Japan’s government has said the country’s economy is now at a standstill and with exports and industrial output weakening it has downgraded its overall economic assessment.
A senior official warned that if there is any further pressure Japan could tip into recession.
That assessment by ministers highlighted the growing differences between developed and emerging countries that is at the heart of global currency tensions.
The World Bank meanwhile has warned that the large amounts of money flowing into Asian countries – chasing higher returns – could fan inflation, lead to asset bubbles and harm the banking sector.
With Asian currencies appreciating, the World Bank said governments need to be careful not to repeat the mistakes of the Asian financial crisis of more than a decade ago.
The World Bank has also blamed US monetary policy – the weakening dollar – for driving cash into Asia.

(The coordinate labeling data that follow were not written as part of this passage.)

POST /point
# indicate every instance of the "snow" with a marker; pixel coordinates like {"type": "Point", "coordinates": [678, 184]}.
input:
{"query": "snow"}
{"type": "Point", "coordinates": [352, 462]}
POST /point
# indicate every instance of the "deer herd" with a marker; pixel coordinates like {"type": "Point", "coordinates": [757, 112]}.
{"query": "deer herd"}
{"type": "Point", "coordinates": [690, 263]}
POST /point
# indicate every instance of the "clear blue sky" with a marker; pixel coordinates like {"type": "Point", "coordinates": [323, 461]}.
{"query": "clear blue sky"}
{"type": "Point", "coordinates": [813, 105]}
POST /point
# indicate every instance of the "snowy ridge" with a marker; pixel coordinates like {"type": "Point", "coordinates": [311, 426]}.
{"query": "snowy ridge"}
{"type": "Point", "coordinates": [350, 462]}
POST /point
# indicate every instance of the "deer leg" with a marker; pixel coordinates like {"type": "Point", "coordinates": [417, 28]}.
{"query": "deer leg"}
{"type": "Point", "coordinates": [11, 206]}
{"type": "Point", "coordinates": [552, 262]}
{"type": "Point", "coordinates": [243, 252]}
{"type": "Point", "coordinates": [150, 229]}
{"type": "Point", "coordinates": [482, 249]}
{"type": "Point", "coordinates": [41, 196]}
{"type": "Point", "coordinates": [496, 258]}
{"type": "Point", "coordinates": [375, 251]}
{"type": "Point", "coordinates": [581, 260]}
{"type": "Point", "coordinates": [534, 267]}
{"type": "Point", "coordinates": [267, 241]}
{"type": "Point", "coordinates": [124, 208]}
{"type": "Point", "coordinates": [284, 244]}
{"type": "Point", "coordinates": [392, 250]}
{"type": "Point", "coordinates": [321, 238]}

US Treasury Secretary Timothy Geithner, looking to placate critics, vowed not to devalue the dollar.
He said the US will not try to devalue its way to prosperity as the country’s economy is on the mend: “Most of the adjustment we face as a country in real estate and in the financial sector is largely behind us.”
Geithner said Washington needs to “work hard to preserve confidence in the strong dollar” by maintaining growth and restoring budget discipline.
Strains over exchange rates will dominate a meeting of finance ministers of the Group of 20 major economies in South Korea starting on Friday.